01:34:20.640 And people have been there forever than in that mansion with Harry and Megan, surrounded by sycophants and wannabes and users.
01:34:29.900 Guess what happens when you need a kidney?
01:34:31.920 You need a family member.
01:34:33.080 You're not going to get it from Tyler Perry.
01:34:34.600 Just remember that.
01:34:36.100 Dan, such a pleasure.
01:34:37.720 I love listening to you.
01:34:39.160 Love reading you.
01:34:40.100 Really appreciate you coming on today.
01:34:41.620 All the best, my friend, and Merry Christmas.
01:34:43.460 Merry Christmas.
01:34:44.740 We'll speak in the new year.
01:34:46.380 Yeah, look forward to it.
01:34:47.540 Thanks for all the laughs and info this year as well.
01:34:50.980 An update for you now regarding an interview we did earlier this week.
01:34:54.260 On Tuesday, I spoke with John Ramsey.
01:34:56.500 He's the father of John Benet Ramsey, the little girl who was murdered inside her home on December 26, 1996, in Boulder, Colorado.
01:35:04.080 John talked to us about a letter he sent a few months ago to the governor of Colorado, Jared Polis, about John Benet's case.
01:35:11.180 John requested a face-to-face meeting with the governor to talk about different steps he wants taken in this investigation,
01:35:17.980 including new DNA testing of evidence that John and his supporters would pay for, so it would cost the state nothing.
01:35:24.740 John told us the governor never bothered to even respond to him.
01:35:28.260 So we reached out to the governor's office as well, asking why the governor is blowing off Mr. Ramsey, a grieving dad,
01:35:35.200 and for the governor's exact argument for not moving forward with the private DNA testing.
01:35:40.240 We also asked whether the governor's comfortable with the possibility that John Benet's murderer will never face justice
01:35:45.840 unless different actions are taken in this case.
01:35:48.720 We set a deadline for a response, and it has come and gone, and crickets.
01:35:52.520 They didn't bother to respond to us either.
01:35:54.160 After everything he's been through, John Ramsey at least deserves a dignified response.
01:35:59.980 So we will be following up with the governor, and if you live in Colorado, we hope you do, too.
01:36:04.600 You can contact the governor's office at 303-866-2471.

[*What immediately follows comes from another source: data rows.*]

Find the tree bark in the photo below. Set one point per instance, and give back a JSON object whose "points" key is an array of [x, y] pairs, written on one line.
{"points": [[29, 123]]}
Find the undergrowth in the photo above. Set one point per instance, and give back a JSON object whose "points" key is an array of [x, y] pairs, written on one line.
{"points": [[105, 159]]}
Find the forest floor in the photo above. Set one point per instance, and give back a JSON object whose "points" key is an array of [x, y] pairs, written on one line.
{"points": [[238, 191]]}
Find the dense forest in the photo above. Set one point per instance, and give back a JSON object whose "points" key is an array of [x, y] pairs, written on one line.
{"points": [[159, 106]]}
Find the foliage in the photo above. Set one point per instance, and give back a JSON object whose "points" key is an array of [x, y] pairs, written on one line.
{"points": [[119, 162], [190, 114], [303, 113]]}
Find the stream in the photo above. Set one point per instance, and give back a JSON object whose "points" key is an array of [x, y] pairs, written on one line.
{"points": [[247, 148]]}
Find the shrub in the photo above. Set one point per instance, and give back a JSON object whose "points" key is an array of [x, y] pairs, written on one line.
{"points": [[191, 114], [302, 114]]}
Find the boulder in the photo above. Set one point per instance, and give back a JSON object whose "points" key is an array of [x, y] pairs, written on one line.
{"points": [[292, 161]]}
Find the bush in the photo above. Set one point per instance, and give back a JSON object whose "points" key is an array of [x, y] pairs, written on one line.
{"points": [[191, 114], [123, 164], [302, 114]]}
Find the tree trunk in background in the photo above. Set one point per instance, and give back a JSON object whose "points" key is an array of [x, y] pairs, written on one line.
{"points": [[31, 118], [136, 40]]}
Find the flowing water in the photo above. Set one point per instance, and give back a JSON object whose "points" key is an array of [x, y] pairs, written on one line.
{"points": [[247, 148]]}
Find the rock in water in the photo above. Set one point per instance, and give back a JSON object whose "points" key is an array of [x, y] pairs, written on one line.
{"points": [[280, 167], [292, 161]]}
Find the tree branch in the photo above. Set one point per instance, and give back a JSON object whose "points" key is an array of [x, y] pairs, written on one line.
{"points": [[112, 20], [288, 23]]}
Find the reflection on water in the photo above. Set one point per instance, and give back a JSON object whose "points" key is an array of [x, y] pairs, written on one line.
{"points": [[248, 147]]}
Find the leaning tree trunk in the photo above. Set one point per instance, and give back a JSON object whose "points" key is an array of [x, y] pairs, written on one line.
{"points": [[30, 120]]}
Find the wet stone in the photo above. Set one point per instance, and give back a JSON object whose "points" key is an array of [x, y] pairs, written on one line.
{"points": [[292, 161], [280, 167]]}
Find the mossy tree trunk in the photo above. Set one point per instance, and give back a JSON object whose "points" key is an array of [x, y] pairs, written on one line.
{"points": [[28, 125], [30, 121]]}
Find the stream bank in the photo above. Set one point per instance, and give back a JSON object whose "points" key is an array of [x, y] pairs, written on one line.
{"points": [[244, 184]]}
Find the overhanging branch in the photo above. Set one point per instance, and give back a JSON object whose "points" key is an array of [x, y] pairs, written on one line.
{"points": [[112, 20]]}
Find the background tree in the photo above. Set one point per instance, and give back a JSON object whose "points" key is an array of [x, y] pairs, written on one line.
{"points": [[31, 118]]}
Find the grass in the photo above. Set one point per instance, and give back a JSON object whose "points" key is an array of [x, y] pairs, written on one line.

01:36:09.480 That's 303-866-2471.
01:36:13.020 We hope you do.
01:36:14.100 Now, a quick turn into the mailbag, some of the mails we've gotten at Megan Kelly.
01:36:18.580 Megan at MeganKelley.com.
01:36:20.820 Julie says some people think you shouldn't be giving H&M this much coverage.
01:36:24.000 I totally disagree and actually find it to be an education on what power, prestige, and celebrity can do to someone's personality.
01:36:29.680 I agree with that.
01:36:30.880 Donald says, when you went to Amsterdam, did you get to see Anne Frank's home by chance?
01:36:36.800 Yes, we did.
01:36:37.540 It was stunning, chilling, and that alone is worth going to Amsterdam.
01:36:42.200 I will never forget it, and neither will my children.
01:36:44.780 Thank you so much for joining us today.
01:36:46.400 Next week it is History Week on the show.
01:36:48.140 You're going to love it.
01:36:49.100 Have a great weekend.
01:36:49.740 Thanks for listening to The Megan Kelly Show.